Run your own Tusile community on your domain. This page is the canonical install flow.

Requirements

Choose your install path

Quick start

In the Tusile app, create a new server first to obtain the token. Then download the bundle, unpack it, and run the setup. The script will guide you through the rest.

You need a hostname (domain). Free options: No-IP, Duck DNS, FreeDNS — point it at your server's IP.

  1. Unpack the zip.
  2. Windows: Double-click setup.bat in the community-server folder.
    Linux / macOS: In a terminal in that folder: chmod +x setup.sh then ./setup.sh.
    This script runs the same steps you would do manually in the I know what I'm doing tab, and you are welcome to read the script content.
  3. Follow the prompts.
  4. When the script lists ports, open them on your router/firewall. The script will start the server.

When the script finishes, connect to your server in the Tusile app.

Advanced setup

The bundle includes Docker, Caddy for HTTPS, and LiveKit for voice and video. Download, set a few variables, edit the Caddyfile with your domain, and start the stack.

You need a domain so Caddy can obtain TLS certificates and the Tusile app can connect without mixed content (browsers block HTTPS pages from calling HTTP backends).

Free options for a hostname: Duck DNS, No-IP, and FreeDNS — you get a subdomain (e.g. yourserver.duckdns.org) and point it at your server's IP; Caddy will then get a certificate for it.

  1. Unpack the archive (e.g. unzip community-server.zip and cd community-server).
  2. In the unpacked folder, set these in your environment configuration file:
    • SERVER_TOKEN — token from the Tusile Core Server to register your community.
    • COMMUNITY_PUBLIC_URL — public URL of your server with no path (e.g. chat.example.com). Must match the domain in the Caddyfile.
    • LiveKit key pair — generate with the LiveKit Docker image, then set LIVEKIT_API_KEY and LIVEKIT_API_SECRET in .env and the same pair in your LiveKit config keys: (e.g. livekit.yaml or livekit.prod.yaml):
      docker run --rm livekit/livekit-server generate-keys
      Use the printed API Key and API Secret in both .env and the LiveKit config file.
  3. Edit Caddyfile: replace community.example.com with your domain.
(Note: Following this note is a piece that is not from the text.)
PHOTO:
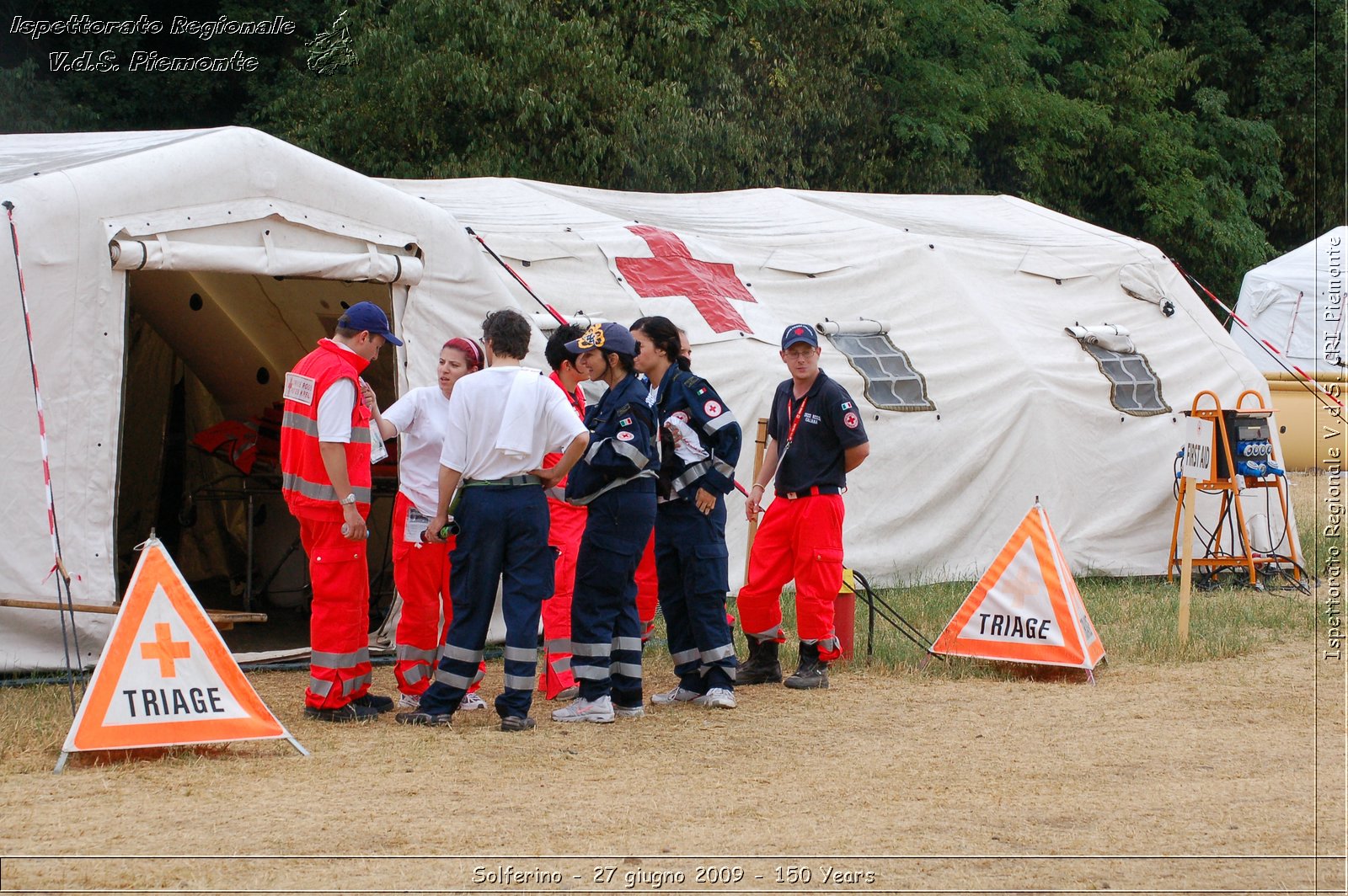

Caddy will obtain TLS certificates automatically.
  4. Start the stack:
    docker compose up -d

NAT / firewall ports

Open these ports on your router or firewall so the server and voice/video work from the internet:

  • Caddy (HTTPS + LiveKit WSS): 80/tcp, 443/tcp, 7880/tcp. Caddy serves the community API on 80/443 and LiveKit WebSocket on 7880.
  • LiveKit (voice/video):
    • 7881/tcp — ICE/TCP fallback.
    • 50000-50060/udp — RTP media. Must be reachable for voice/video.
    • 3478/udp — TURN/UDP (and STUN). Helps when clients are behind strict firewalls or symmetric NAT.
    • 5349/tcp — TURN/TLS (optional). Enable in livekit.prod.yaml with certs and open this port if you use it.

Port 9090 is also exposed for direct access to the community API if needed; with Caddy, 80/443 are the main entry.

Validation checks

  • Run docker compose ps and confirm all containers are healthy/up.
  • Open https://your-domain and verify TLS certificate is valid.
  • Call https://your-domain/health and verify status is ok.
  • Join from the Tusile client and verify text + voice in one test channel.

After the containers are up and ports are open, your community server and LiveKit (voice/video) will be running. You should now be able to connect to your server in the Tusile app.